マーブルケーキで乾杯する日
ももいくれあ
第1話
1日中が、ほとんどぼんやりしていた。
そんな日々を過ごしていた。
あれから、何日経ったのか。
誰も教えてはくれなかった。
勿論、知りたくもなかった。
通り雨のような、嵐のような、そんな朝があったこと。
それが、幾つも度重なって、ワタシに重たくのしかかっていること。
窓の外の景色は、今日もすこぶる健やかで、
緑や水、青や、白。
そういった類の色とりどりで、ワタシのココロの隙間を埋めてくれた。
ようやく歩けるようになって、数日が経った気がしていた。
外の空気を吸い込むために、懸命に歩行に挑んだ。
テラスの椅子は木で出来ていて、ギシギシと小気味いい音を奏でた。
そんな朝を迎えていた。
今日は、何月何日か。なんて、
誰も気にしていない。
気にする余裕も、暇も、準備もなかった。
ただ、毎日が、夥しく重なっていった。
膨大な作業に追われる。
珈琲豆は、焙煎からすることになった。
いつの間にか。
それは、お豆の選り分けに始まり、
それは、途方もない時間を費やすこととなった。
かけ、痛み、ワレ、などなど見つけては、別にしていった。
カゴザルの中で、ザァーザァー、ザザンと心地よいリズム。
一粒ずつ丁寧に見極めていった。
慎重さと、粘り強さと、かすかなの鼻歌。
これが騒がしい朝を、唯一穏やかに誘ってくれる工程だった。
嬉しかった。
珈琲好きのカレ。
焙煎から挑むなんて、そんな日が来るとは夢にも思わなかった。
ワタシは、カノジョの傍らで、それとなく佇んでみては、
その香りのシアワセに包まれて、また眠りに落ちていった。
選分けられたお豆の焙煎作業は繊細で、
カノジョやワタシには未知の出来事だった。
ただ、少し焦げた香りと蒸した空気のようなカレの熱気、
滴る汗は美味しさへの標。
何日も日干ししたり、
とにかく手間暇がかかることでさらに美味しくなっていく様子だった。
一通りの手順を踏んで、整えられたお豆は、パッケージされた。
産地別に、ブレンドごとに、ラベルを貼って、仕分けされた。
まるで、出荷され、販売されるかのような仕業だった。
ワタシはその中から、
とりわけ深煎りで、酸味の少ない、バランスの良い逸品を選んで
ペーパードリップ用に挽いてほしい。
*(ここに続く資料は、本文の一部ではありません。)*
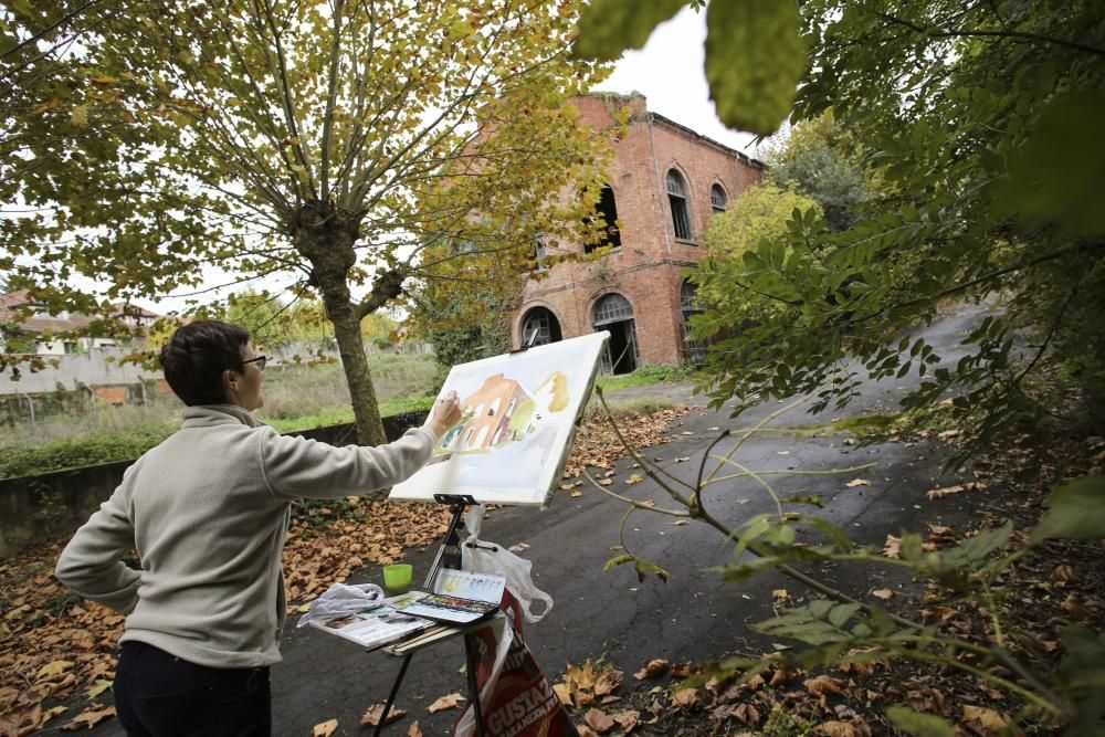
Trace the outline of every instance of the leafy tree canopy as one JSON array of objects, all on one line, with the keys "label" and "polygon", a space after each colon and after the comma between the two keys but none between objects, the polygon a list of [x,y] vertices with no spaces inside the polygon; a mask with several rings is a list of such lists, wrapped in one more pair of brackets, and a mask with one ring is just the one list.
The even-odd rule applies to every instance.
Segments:
[{"label": "leafy tree canopy", "polygon": [[[817,391],[823,409],[869,372],[917,371],[907,407],[956,390],[957,415],[987,440],[1050,401],[1032,376],[1051,362],[1099,423],[1105,218],[1093,182],[1105,154],[1091,139],[1105,9],[819,0],[802,18],[811,59],[796,117],[832,109],[885,187],[843,232],[807,214],[745,254],[732,277],[775,309],[711,352],[717,401]],[[908,333],[946,298],[994,312],[966,357],[934,371],[938,357]]]},{"label": "leafy tree canopy", "polygon": [[[762,239],[782,238],[787,232],[787,221],[794,212],[820,213],[820,207],[809,197],[794,191],[765,183],[740,193],[729,203],[729,208],[709,220],[706,231],[706,249],[709,256],[692,274],[698,284],[698,299],[713,307],[715,314],[727,316],[740,314],[741,324],[755,319],[756,313],[765,306],[737,281],[745,269],[745,255],[755,253],[755,246]],[[708,337],[725,326],[698,325],[699,333]]]},{"label": "leafy tree canopy", "polygon": [[565,53],[576,6],[0,3],[0,270],[88,314],[211,264],[316,295],[380,441],[361,320],[472,255],[435,244],[508,271],[536,231],[578,227],[555,194],[587,183],[603,133],[566,99],[606,71]]}]

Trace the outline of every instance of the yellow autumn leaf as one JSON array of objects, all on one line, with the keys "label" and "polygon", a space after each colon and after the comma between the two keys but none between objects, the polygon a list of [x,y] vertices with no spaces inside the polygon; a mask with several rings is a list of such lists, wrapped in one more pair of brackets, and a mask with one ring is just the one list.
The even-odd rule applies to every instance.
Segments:
[{"label": "yellow autumn leaf", "polygon": [[44,681],[46,678],[52,678],[55,675],[61,675],[71,667],[73,667],[73,661],[57,660],[51,663],[46,663],[41,668],[39,668],[39,674],[34,677],[34,680]]},{"label": "yellow autumn leaf", "polygon": [[338,728],[338,720],[330,719],[329,722],[323,722],[322,724],[316,724],[315,728],[311,730],[311,737],[330,737],[334,730]]},{"label": "yellow autumn leaf", "polygon": [[977,722],[990,731],[1001,731],[1010,724],[1009,717],[1000,712],[969,704],[964,706],[964,722]]},{"label": "yellow autumn leaf", "polygon": [[78,128],[83,128],[83,127],[87,126],[88,125],[88,106],[87,105],[77,105],[76,107],[74,107],[73,112],[70,114],[70,123],[72,123],[73,125],[75,125]]},{"label": "yellow autumn leaf", "polygon": [[108,681],[107,678],[99,678],[92,684],[92,687],[90,687],[88,691],[85,692],[85,694],[87,694],[88,698],[95,698],[96,696],[101,695],[110,687],[112,687],[110,681]]}]

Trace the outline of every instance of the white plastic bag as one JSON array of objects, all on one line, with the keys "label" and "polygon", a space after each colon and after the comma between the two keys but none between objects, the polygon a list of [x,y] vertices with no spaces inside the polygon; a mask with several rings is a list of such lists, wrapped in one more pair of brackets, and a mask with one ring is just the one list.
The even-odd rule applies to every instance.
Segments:
[{"label": "white plastic bag", "polygon": [[[539,622],[551,611],[552,597],[534,586],[529,572],[533,568],[532,562],[519,558],[502,545],[480,539],[480,525],[486,510],[487,507],[480,504],[464,515],[464,528],[469,531],[469,537],[461,544],[461,568],[474,573],[498,573],[506,577],[506,588],[518,600],[526,622],[530,624]],[[469,547],[469,543],[478,543],[482,547]],[[498,549],[485,549],[488,547]],[[533,611],[536,602],[543,604],[537,613]]]},{"label": "white plastic bag", "polygon": [[383,601],[383,589],[376,583],[335,583],[311,602],[311,609],[296,622],[301,628],[311,620],[328,620],[351,614]]}]

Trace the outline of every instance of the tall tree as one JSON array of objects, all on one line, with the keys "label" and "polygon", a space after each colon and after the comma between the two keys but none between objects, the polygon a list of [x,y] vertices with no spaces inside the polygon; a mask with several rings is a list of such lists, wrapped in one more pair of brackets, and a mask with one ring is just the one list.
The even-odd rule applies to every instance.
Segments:
[{"label": "tall tree", "polygon": [[[9,0],[0,267],[70,308],[75,276],[118,299],[211,265],[317,294],[380,442],[361,320],[442,262],[508,270],[577,228],[556,194],[603,134],[565,101],[604,70],[565,53],[576,4]],[[473,246],[427,257],[446,241]]]}]

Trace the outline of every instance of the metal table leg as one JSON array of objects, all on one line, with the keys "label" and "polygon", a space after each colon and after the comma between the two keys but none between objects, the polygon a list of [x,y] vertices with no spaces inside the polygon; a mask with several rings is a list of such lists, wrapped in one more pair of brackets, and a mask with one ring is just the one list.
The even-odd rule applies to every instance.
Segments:
[{"label": "metal table leg", "polygon": [[477,737],[483,737],[483,714],[480,712],[480,684],[476,681],[478,661],[476,660],[475,635],[472,633],[465,633],[464,635],[464,654],[467,660],[469,694],[472,696],[472,708],[475,709],[472,714],[476,720],[476,735]]},{"label": "metal table leg", "polygon": [[[391,713],[391,707],[396,703],[396,696],[399,694],[399,686],[403,683],[403,676],[407,675],[407,666],[411,664],[411,655],[414,653],[407,653],[403,655],[403,664],[399,666],[399,675],[396,676],[396,683],[391,686],[391,693],[388,694],[388,701],[383,704],[383,712],[380,714],[380,722],[376,725],[376,729],[372,730],[372,737],[380,737],[380,730],[383,729],[383,725],[388,723],[388,714]],[[476,723],[478,724],[478,722]]]}]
とカノジョに頼んだ。
大きめのグラスに注がれた、深い焦茶色の液体は少し光って見えた。
ロック氷を3個入れて、牛乳を少々と少し。
やっぱり、マーブルケーキだった。
キレイに混ざり折り重なって、マーブルケーキの出来上がり。
ホッとした。瞬間。
目眩に襲われた。
一瞬の出来事に誰もが気づかなかった。
ただワタシだけが、ワタシの不在を確認した。
いつの間にか、油断していた。
カノジョがワタシを連れ去ってしまった。